Under this section, the first $50,000 in life insurance proceeds is exempt from the claims of creditors, although that amount would be reduced by the amount of any other life insurance proceeds that the legatees receive from policies on the decedent’s life.  The only exceptions to the exemption would be:  Any claim made for payment of life insurance premiums made on the policy by someone other than the insured; and any claims for the burial and administrator’s or executor’s attorney’s fees for administering the estate, since those are not debts of the decedent, but rather are debts of his estate.  Dobbs v. Chandler, 36 So. 388 (Miss. 1904).  But attorney’s fees incurred in recovering insurance proceeds are not an administrative expense chargeable against the proceeds.  Abernethy v. Savage, 132 So. 553, 554 (Miss. 1931).   

The exemption is not limited to the spouse and children, but inures to the benefit of the heirs or legatees, and must be liberally construed in their favor.  Coates v. Worthy, 17 So. 606; on suggestion of error, 18 So. 916 (Miss. 1895).

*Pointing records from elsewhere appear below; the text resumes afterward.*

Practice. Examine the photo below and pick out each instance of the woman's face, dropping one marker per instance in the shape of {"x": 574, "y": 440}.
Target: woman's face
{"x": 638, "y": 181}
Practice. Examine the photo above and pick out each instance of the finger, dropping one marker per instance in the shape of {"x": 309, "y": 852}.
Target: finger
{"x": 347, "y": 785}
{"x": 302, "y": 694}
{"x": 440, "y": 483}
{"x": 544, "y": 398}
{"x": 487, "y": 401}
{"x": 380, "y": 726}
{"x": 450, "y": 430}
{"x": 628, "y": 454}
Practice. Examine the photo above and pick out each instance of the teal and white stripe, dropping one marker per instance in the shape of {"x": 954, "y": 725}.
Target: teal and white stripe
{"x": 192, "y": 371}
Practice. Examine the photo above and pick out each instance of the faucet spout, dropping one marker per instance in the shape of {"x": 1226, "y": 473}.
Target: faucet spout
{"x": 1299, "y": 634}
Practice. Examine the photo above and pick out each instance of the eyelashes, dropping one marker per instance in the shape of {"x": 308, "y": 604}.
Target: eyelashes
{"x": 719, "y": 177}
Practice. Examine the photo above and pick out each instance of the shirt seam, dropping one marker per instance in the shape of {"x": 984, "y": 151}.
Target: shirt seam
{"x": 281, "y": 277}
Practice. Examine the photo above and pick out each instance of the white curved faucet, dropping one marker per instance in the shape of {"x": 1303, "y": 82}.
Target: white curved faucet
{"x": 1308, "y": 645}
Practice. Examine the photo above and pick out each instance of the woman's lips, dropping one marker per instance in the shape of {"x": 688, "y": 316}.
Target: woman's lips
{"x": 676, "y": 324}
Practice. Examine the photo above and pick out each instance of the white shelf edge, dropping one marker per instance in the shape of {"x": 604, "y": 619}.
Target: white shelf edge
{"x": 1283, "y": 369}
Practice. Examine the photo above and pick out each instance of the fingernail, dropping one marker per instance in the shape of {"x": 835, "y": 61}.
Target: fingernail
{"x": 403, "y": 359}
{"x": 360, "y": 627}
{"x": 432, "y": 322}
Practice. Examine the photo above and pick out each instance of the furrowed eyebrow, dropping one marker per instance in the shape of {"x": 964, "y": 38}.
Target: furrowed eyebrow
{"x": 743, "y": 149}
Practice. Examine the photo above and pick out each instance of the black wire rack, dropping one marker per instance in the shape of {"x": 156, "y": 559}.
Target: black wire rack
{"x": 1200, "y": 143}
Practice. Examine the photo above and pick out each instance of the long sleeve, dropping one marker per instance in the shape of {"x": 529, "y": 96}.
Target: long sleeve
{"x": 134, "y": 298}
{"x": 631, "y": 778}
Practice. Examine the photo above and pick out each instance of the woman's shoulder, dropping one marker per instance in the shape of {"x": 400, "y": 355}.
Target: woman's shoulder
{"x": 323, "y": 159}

The exempt proceeds are divided among the heirs or legatees on a pro rata basis.  Magee v. Bank of Hattiesburg & Trust Co., 98 So. 541 (Miss. 1923). 

The insurance proceeds must be payable to the executor or administrator of the estate.  In Rice v. Smith, 16 So. 417 (Miss. 1894), the court found the proceeds not to be exempt where the insured had named himself, his executors, administrators and assigns as beneficiaries.  Held that the decedent himself was the true beneficiary, and that his administrator held the proceeds just as if the decedent himself had held them.  This is a curious result, since it seems to presuppose that one may somehow collect one’s own life insurance proceeds.  But the significance of this case is that the statute requires the beneficiary to be the executor or administrator.   

Caveat:  MCA § 85-3-11 disallows the exemption where the decedent can be proven to have used life insurance to defraud creditors. 

Note:  The cases cited are ancient, but I believe them to be good law and I found no negative history.